The journal allows authors to deposit draft versions of their paper into a suitable preprint server, on condition that the author agrees to the below:

  • The author retains copyright to the preprint and developed works from it, and is permitted to submit it to the journal.
  • The author declares that a preprint is available within the cover letter presented during submission. This must include a link to the location of the preprint.
  • The author acknowledges that having a preprint publicly available means that the journal cannot guarantee the anonymity of the author during the review process, even if they anonymise the submitted files.
  • Should the submission be published, the authors are expected to update the information associated with the preprint version to show that a final version has been published in the journal, including the DOI linking directly to the publication.

ORCID

The journal strongly recommends that all authors submitting a paper register an account with Open Researcher and Contributor Identifier (ORCID). Registration provides a unique and persistent digital identifier for the account that enables accurate attribution and improves the discoverability of published papers, ensuring that the correct author receives the correct credit for their work. As the ORCID remains the same throughout the lifetime of the account, changes of name, affiliation, or research area do not effect the discoverability of an author's past work and aid correspondence with colleagues.

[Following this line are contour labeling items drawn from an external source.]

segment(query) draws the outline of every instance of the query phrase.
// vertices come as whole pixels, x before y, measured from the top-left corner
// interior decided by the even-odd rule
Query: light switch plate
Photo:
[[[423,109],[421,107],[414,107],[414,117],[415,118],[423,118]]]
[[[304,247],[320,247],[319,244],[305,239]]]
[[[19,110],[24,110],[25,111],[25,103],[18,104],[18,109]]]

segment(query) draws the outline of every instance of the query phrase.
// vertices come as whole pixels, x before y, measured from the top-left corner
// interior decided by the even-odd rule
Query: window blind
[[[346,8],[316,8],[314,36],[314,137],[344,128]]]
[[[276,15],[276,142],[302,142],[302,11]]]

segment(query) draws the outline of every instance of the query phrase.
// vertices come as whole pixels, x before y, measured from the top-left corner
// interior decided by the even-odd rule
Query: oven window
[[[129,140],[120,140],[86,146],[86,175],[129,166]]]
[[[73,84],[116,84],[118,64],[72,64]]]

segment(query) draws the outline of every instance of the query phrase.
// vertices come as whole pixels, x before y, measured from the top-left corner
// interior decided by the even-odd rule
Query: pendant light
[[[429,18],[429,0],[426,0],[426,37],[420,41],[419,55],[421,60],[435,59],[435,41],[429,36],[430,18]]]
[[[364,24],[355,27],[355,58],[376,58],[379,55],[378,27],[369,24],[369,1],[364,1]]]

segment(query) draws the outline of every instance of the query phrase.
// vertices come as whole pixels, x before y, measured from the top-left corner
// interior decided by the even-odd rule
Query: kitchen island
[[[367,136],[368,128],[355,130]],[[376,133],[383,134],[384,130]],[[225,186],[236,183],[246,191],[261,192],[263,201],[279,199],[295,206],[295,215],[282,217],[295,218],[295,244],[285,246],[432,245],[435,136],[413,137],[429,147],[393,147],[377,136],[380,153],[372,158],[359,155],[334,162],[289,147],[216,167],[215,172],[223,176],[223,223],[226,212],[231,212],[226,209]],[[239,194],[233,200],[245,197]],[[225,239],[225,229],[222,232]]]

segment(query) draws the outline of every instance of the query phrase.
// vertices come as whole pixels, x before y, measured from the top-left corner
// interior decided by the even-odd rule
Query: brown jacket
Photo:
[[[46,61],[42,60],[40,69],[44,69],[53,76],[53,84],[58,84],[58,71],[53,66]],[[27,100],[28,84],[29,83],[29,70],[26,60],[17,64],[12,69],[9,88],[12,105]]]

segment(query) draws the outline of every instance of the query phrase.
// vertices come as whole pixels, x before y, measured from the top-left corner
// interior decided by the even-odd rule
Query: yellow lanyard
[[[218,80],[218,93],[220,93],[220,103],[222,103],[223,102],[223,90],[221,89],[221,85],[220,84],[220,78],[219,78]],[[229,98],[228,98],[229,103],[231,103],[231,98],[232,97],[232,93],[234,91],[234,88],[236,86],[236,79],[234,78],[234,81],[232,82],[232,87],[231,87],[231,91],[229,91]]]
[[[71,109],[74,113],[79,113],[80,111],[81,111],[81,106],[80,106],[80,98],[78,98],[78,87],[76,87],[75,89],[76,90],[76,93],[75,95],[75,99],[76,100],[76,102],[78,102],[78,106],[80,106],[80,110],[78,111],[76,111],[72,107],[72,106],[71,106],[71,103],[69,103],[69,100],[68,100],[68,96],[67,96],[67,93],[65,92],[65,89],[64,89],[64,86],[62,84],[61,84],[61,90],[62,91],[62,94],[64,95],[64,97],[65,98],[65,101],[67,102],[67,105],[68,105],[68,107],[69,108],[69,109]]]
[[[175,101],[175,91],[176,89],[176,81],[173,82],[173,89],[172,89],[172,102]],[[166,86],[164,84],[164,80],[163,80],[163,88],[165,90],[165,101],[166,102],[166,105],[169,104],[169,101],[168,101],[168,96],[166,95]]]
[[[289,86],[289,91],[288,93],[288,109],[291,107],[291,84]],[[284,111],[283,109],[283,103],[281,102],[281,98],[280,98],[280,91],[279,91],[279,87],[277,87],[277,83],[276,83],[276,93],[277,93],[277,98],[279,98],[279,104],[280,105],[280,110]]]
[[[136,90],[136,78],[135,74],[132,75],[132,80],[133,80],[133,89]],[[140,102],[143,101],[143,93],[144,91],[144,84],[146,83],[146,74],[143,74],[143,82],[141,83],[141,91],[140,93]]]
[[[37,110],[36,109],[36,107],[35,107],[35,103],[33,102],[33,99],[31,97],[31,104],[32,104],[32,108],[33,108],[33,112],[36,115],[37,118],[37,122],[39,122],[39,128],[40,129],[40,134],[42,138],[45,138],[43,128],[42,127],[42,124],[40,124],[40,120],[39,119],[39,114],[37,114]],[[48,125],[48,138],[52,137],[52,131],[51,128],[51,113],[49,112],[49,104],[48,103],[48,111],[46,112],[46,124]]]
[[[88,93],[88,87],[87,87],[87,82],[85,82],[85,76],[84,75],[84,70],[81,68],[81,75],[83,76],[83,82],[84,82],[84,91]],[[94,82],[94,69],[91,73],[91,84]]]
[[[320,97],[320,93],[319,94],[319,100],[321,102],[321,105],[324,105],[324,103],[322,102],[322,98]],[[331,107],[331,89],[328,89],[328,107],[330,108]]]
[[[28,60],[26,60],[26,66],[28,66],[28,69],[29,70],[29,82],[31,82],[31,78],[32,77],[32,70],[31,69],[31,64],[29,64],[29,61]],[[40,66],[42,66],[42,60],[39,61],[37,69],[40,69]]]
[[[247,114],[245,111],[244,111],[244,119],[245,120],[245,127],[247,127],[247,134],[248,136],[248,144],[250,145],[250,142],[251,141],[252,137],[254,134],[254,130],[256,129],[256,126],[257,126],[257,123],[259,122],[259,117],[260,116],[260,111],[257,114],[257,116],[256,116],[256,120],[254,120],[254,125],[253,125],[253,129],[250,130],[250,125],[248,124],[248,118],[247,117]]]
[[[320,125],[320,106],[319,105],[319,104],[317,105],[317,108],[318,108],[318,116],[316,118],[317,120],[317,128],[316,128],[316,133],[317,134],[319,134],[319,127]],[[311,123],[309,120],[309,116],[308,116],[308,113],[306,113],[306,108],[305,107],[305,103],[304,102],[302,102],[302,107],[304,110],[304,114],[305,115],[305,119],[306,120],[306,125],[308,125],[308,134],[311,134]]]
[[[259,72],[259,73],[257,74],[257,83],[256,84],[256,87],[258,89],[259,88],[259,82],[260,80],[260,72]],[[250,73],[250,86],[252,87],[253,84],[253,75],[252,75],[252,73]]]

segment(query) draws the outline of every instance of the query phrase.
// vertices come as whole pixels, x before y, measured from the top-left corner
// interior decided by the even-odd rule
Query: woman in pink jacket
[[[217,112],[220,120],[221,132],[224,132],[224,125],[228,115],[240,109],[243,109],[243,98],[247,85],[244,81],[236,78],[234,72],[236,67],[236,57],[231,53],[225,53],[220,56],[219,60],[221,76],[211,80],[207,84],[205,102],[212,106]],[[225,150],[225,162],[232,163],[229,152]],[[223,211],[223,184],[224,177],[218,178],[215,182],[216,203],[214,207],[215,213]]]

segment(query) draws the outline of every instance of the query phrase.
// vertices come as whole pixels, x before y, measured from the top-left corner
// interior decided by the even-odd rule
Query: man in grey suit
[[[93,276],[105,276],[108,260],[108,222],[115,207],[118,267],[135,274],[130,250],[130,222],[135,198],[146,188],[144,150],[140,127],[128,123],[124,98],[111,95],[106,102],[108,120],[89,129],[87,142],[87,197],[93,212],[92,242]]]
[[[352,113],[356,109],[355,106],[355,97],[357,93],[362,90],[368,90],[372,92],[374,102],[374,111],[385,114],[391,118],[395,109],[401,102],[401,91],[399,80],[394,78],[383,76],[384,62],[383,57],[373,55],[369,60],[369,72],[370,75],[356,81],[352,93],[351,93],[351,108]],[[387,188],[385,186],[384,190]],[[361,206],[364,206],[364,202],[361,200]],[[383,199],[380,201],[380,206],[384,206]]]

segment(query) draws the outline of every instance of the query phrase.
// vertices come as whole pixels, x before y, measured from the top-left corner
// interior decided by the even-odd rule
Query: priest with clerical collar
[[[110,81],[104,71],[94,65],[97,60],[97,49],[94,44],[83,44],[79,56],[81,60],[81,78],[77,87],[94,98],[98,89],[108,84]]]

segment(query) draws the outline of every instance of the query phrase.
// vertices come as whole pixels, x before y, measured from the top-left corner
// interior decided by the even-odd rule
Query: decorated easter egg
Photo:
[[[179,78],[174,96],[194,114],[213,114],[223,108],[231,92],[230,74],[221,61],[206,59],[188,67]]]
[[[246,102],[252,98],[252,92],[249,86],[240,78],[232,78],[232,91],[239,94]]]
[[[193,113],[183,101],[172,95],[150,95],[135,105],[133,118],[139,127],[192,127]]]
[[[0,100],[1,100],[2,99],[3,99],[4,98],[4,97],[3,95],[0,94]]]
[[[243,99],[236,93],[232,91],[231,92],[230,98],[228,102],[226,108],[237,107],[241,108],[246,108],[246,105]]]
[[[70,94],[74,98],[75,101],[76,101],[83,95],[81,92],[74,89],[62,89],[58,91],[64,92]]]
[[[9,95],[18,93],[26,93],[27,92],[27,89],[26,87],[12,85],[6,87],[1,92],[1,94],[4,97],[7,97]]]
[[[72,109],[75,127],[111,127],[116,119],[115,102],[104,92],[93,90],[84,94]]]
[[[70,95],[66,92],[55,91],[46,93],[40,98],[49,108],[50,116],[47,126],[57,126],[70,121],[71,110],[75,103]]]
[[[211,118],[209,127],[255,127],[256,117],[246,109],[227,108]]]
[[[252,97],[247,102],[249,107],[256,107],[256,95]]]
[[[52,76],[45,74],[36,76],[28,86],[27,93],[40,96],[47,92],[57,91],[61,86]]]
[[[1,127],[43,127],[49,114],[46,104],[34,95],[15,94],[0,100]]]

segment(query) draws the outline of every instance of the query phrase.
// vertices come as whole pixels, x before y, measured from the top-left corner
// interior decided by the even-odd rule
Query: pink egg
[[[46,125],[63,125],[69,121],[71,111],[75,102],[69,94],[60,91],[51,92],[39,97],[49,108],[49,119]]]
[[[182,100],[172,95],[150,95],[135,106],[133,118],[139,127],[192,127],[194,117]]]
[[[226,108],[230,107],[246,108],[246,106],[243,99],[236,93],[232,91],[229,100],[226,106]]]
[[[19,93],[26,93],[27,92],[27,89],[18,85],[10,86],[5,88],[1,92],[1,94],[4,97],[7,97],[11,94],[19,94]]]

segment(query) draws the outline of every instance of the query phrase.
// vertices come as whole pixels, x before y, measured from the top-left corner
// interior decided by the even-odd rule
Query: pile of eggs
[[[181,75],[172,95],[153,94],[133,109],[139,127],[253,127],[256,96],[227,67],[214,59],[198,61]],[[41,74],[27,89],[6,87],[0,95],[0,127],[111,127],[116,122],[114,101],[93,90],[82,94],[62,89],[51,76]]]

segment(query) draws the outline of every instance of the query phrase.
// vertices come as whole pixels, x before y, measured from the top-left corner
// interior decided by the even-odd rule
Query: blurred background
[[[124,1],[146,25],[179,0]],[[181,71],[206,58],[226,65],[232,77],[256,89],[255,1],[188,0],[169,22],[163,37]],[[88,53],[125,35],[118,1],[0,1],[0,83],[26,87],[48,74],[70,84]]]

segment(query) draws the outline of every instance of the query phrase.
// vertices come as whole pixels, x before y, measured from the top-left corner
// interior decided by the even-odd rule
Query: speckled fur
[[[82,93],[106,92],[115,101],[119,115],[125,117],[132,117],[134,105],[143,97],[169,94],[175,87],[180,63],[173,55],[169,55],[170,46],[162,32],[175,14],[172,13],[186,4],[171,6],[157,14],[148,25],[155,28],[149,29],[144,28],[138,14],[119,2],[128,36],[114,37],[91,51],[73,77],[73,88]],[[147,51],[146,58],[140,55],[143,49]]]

The journal encourages all corresponding authors to include an ORCID within their submitting author data whilst co-authors are recommended to include one. ORCID numbers should be added to the author data upon submission and will be published alongside the submitted paper, should it be accepted.

Authorship

All listed authors must qualify as such, as defined in our authorship guidelines, which have been developed from the ICMJE definitions. All authors must have given permission to be listed on the submitted paper.

Funding and Ethics

Authors are required to specify funding sources and detail requirements for ethical research in the submitted manuscript (see Author Guidelines). All authors must confirm that they fit the definition of an author (see Authorship Guidelines), during submission.

Expected behaviour

The journal does not tolerate abusive behaviour or correspondence towards its staff, academic editors, authors, or reviewers. Any person engaged with the journal who resorts to abusive behaviour or correspondence will have their contribution immediately withdrawn and future engagement with the journal will be at the discretion of the editor and/or publisher.